To be fair, how was he supposed to know that countries playing superhero at the beach would attract alien ninjas. It even sounds ridiculous when they put it on the list, so France decides it should say "Cause the apocalypse". And really, it just as much America and Italy's fault as it is his. And that one guy. Who was he again? Whatever, it didn't matter. What did matter was that they weren't in charge of either of them. Their responsibility was him. It's a good thing Germany is such a good peace maker, because otherwise the earth would have been vaporized. Apparently their leader would leave earth alone for a Klondike Bar.

10. Make Mexico laugh at border jokes

Then again, Mexico may have been laughing at the fact that he was cursing at himself in Spanish was hilarious, especially with his German accent. Whatever it is, it doesn't stop Mexico from hitting him in the face once he catches his breath. When France and Spain help him take care of his broken nose later, he won't tell them what happened, but Mexico will tell them later anyway.

9. Set Romano up on dates with Germany

When France sees Germany thanking a certain albino, he decides that said Albino is going to be punished for making Italy and Spain cry.

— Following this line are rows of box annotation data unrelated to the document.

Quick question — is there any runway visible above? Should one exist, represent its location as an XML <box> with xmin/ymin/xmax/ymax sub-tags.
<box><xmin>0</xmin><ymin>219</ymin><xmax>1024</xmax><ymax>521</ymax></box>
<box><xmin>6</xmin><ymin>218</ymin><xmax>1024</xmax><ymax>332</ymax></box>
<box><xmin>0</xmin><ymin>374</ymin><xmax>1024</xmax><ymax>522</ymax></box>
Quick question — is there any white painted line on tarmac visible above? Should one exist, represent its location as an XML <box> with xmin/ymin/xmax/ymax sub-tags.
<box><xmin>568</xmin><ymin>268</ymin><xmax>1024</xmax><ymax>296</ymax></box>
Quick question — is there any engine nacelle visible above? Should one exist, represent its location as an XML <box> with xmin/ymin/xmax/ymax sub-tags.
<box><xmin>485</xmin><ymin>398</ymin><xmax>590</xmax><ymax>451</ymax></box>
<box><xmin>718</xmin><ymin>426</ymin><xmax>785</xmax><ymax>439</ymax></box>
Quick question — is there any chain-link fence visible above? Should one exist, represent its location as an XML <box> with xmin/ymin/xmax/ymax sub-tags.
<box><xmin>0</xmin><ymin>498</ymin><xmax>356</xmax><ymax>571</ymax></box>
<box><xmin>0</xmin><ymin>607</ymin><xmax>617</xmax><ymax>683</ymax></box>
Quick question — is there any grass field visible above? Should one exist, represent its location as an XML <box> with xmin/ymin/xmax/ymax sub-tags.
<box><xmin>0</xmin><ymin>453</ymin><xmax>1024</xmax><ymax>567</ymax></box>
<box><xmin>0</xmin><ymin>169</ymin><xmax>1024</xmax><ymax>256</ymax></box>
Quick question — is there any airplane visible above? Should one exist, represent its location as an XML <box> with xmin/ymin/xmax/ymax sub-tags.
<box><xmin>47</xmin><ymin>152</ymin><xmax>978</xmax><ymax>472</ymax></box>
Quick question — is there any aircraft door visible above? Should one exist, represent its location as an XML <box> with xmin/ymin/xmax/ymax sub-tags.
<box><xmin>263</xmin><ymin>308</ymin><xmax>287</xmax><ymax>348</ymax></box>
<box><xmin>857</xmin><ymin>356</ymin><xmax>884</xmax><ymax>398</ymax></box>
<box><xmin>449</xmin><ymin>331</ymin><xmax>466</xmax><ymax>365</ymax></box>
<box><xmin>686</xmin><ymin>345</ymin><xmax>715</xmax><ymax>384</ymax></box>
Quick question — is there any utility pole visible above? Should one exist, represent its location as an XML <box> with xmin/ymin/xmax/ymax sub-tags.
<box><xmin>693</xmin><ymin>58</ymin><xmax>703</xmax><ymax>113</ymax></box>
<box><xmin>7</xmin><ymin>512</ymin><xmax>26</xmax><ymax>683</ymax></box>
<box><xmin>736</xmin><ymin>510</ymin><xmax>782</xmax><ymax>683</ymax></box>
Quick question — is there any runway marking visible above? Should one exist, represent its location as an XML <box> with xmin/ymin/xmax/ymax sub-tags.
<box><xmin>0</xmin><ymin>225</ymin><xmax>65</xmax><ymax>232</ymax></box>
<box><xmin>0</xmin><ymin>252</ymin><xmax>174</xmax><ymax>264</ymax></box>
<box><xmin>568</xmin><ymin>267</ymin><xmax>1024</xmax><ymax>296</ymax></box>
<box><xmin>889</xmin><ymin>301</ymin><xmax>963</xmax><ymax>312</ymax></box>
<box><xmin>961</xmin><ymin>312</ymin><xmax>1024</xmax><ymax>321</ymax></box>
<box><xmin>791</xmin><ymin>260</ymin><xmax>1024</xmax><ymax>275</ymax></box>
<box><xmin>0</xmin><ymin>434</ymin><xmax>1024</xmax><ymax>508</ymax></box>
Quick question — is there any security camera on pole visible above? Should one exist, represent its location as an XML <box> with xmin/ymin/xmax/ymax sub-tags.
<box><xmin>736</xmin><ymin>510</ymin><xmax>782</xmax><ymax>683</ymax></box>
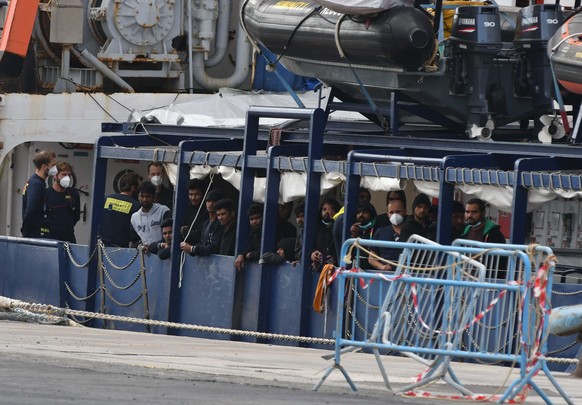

And if said punishment involves a whip and fuzzy handcuffs, that's between the Bad Touch Trio, because Spain isn't going to sit this one out.

8. Magic

While they aren't sure exactly what he did, or how he stole Britain's wand in the first place, they do know that he's going to put everything back to exactly the way he found it. No more talking trees calling themselves Carl, no more lavender tangerines, make everyone their right gender, yes, even Poland, and dammit, turn whatever that Lady Gaga thing was back to whatever the hell it used to be. When Prussia protests that he didn't know that he wasn't allowed to do that, Spain and France decide to make him a list.

7. Dance on Rainbows

If you asked Spain, they should have never left Prussia with Netherlands in the first place. The man was just a bad influence. Now the albino was high off his ass and dancing on skittles that he'd scattered on the floor. Still, it was an amusing sight, and France got it on camera, so they wouldn't tell Germany.

6. Look sexy in lederhosen

Truthfully, there isn't anything inherently bad about this. It's usually just hard to do it without being comical. But when the looking sexy part involves him molesting Germany (not that they don't encourage that) without their permission, and making Germany flip him over a table and nearly accidently hit Liechtenstein. But he does get up and apologize to her for Germany being such a meanie face and he buys her some ice cream and a new ribbon, so Switzerland decides to forgive him.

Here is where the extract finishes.